Today my dad called me. I don't know exactly what for because as soon as I picked up the phone I started crying and probably sounded something like eyaahhhhhhhhhh amnahaha afayineeeahahahh eyahhh primaseeeeeahahaha. So then he picked me up and we went out for some Mexican food for lunch. I casually mentioned something about wishing I was graduating this semester like I originally planned on [if you're new, this time last year I got meningitis, spent more time than anyone should have to tied to a hospital bed, and had to withdrawal from school which put me a semester behind]. Then he said, "yeah but you could have died." Wait, death.
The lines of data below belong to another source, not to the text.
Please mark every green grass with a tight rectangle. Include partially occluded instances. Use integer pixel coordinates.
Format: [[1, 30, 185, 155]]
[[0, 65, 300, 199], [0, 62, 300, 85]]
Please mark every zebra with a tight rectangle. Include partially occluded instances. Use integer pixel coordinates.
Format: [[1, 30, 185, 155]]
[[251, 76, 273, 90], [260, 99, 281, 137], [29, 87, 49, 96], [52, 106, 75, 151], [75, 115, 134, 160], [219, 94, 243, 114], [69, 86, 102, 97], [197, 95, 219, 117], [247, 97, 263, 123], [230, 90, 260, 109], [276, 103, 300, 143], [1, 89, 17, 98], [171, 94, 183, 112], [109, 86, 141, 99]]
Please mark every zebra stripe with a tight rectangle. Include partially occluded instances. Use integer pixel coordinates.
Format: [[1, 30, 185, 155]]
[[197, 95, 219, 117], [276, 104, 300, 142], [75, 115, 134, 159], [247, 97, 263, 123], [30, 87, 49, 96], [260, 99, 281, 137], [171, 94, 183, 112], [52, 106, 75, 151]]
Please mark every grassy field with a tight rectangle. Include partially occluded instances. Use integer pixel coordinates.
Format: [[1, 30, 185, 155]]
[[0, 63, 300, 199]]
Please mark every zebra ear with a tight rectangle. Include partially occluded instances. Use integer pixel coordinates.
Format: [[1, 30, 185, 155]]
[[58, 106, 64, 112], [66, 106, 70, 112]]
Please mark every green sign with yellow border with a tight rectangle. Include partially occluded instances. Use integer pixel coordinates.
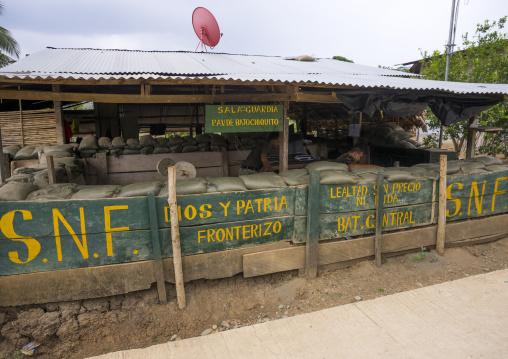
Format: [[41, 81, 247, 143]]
[[205, 104, 284, 133]]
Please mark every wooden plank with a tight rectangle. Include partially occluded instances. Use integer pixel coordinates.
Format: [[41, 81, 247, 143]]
[[46, 156, 56, 184], [319, 203, 433, 239], [147, 192, 168, 304], [168, 166, 187, 309], [52, 85, 65, 145], [155, 187, 296, 228], [374, 172, 384, 267], [0, 261, 155, 307], [221, 148, 229, 177], [436, 155, 448, 256], [320, 180, 433, 213], [305, 171, 320, 279], [279, 102, 289, 172], [95, 152, 109, 185]]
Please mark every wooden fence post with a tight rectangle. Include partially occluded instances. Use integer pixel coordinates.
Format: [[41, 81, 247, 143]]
[[436, 155, 448, 256], [374, 172, 384, 267], [46, 156, 56, 184], [147, 192, 168, 304], [305, 171, 321, 279], [168, 166, 187, 309]]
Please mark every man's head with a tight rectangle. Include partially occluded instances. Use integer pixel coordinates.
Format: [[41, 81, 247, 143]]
[[348, 146, 363, 162], [268, 132, 279, 149]]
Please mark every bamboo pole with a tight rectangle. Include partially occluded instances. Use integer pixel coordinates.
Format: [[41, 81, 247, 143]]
[[168, 166, 187, 309], [436, 155, 448, 256]]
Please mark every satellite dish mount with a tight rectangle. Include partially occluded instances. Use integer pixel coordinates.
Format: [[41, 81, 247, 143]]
[[192, 7, 222, 52]]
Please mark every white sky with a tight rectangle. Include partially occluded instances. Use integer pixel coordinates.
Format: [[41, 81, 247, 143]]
[[0, 0, 508, 66]]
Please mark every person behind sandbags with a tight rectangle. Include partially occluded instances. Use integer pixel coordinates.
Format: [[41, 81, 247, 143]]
[[335, 146, 382, 168], [238, 132, 279, 176]]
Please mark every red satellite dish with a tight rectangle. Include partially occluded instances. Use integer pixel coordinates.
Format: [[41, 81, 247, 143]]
[[192, 7, 222, 52]]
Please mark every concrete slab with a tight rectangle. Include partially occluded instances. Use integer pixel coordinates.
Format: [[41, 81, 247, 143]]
[[89, 269, 508, 359]]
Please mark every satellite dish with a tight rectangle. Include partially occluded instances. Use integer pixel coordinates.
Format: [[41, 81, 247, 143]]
[[192, 7, 222, 52]]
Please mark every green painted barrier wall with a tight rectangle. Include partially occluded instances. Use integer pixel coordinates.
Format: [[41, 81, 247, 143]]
[[0, 171, 508, 275]]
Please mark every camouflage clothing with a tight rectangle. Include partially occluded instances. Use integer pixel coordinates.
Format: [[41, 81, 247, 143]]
[[335, 153, 357, 165]]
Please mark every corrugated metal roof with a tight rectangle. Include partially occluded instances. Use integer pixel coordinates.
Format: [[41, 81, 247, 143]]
[[0, 48, 508, 94]]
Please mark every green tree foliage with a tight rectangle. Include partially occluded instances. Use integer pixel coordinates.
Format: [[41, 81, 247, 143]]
[[0, 3, 19, 67], [422, 16, 508, 153], [332, 56, 354, 63]]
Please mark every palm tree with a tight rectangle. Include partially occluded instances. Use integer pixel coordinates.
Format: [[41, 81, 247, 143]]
[[0, 3, 19, 67]]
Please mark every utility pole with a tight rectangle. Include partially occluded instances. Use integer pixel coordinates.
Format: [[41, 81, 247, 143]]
[[439, 0, 460, 148]]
What's that? I can't think about anything that doesn't have to do with school, finals, standard deviations, or catabolic fatty oxidation. It got me thinking a little bit out of my bubble. I'm so stuck right now in the next 11 days. I forget that there are other things to life. I might not be the smartest book on the shelf (I think I just made up that expression) but at least I'm not a quitter. At least I hope not. I think I texted my mom 15 times in the last 24 hours that I'm dropping out of school...and I meant it the most I ever have...which is probably about 75%. THAT is something that's important- that I'm not going to give up. So then I tried to remind myself of the important things. Am I being honest to recieve my degree? Am I still devoting the proper time to Heavenly Father with prayer, scipture study, etc? I know this is really similar to this post, maybe that one is even better, but I felt it again, so I wrote it again. I know failure is a real, raw human emotion that we all deal with. Elder Uchtdorf's quote might sound familiar to you, "Don't judge me because I sin differently than you" I think we can adapt that to say "Don't judge me because I fail differently than you" as well. Just try to remember what's important eternally. Failure is painful no matter what, but it helps ease the pain a little. For me at least. Who is still going to be my friend if I have to repeat all my classes?! woot woot! Hope you guys are doing good. I miss you! Maybe I'll come back for real once finals are over!